Todos esses projetos de Belo Monte, as hidrelétricas. Se ela tem uma política desenvolvimentista, ela tem de desrespeitar o que a causa indígena exige: em primeiro lugar seria terra, território, demarcação, desintrusar os invasores. Seria também estimular as culturas indígenas e quilombolas”, diz, sem meio-termo. “Se você está a favor dos índios, você está contra o sistema. Não adianta colocar panos quentes aí.”

Dom Pedro defende a presença de sindicatos, mas critica o movimento. “Eles são a voz dessas reivindicações todas dos povos indígenas, do mundo operário. Na América Latina, estiveram muito bem os sindicatos, ultimamente vêm falhando bastante. Foram cooptados. Quando se vê um líder sindicalista transformado em deputado, senador, ele se despede”, afirma, vendo a Via Campesina como uma alternativa, por meio de alianças de grupos populares em vários países.

“Daí voltamos à memória de Hugo Chávez, que estimulou essa participação”, observa. “De ordinário acontece que antes as únicas vozes que os operários tinham eram o sindicato e o partido. Nos últimos anos, tanto o partido como o sindicato perderam representatividade. Em parte foram substituídos por associações, alguns movimentos. Mas continuam sendo válidos. Os sindicatos e partidos são instrumentos conaturais a essas causas do povo operário, camponês.”

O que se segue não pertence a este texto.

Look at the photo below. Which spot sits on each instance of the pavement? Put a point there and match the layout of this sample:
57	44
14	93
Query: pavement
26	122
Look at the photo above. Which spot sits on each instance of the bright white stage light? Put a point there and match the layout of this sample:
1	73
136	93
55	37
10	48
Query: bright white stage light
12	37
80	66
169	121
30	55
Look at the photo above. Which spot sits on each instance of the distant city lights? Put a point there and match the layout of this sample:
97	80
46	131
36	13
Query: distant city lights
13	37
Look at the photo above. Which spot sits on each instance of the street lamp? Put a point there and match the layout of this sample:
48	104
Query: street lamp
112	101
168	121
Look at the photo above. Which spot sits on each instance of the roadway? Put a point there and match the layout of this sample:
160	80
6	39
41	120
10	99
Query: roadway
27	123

Para fazer campanha eleitoral, todo candidato operário a deputado, senador, tem de “claudicar” em algum aspecto, acredita dom Pedro.  “Por isso, é melhor que não se candidate. Por outra parte, não se pode negar completamente a função dos partidos e dos sindicatos. Não é realista, ainda continuam sendo espaços que se deve preencher.”

Lúcido, Pedro conclui a conversa lembrando a frase de um soldado que lutava contra a ditadura franquista na Guerra Civil Espanhola: “Somos soldados derrotados de uma causa invencível”.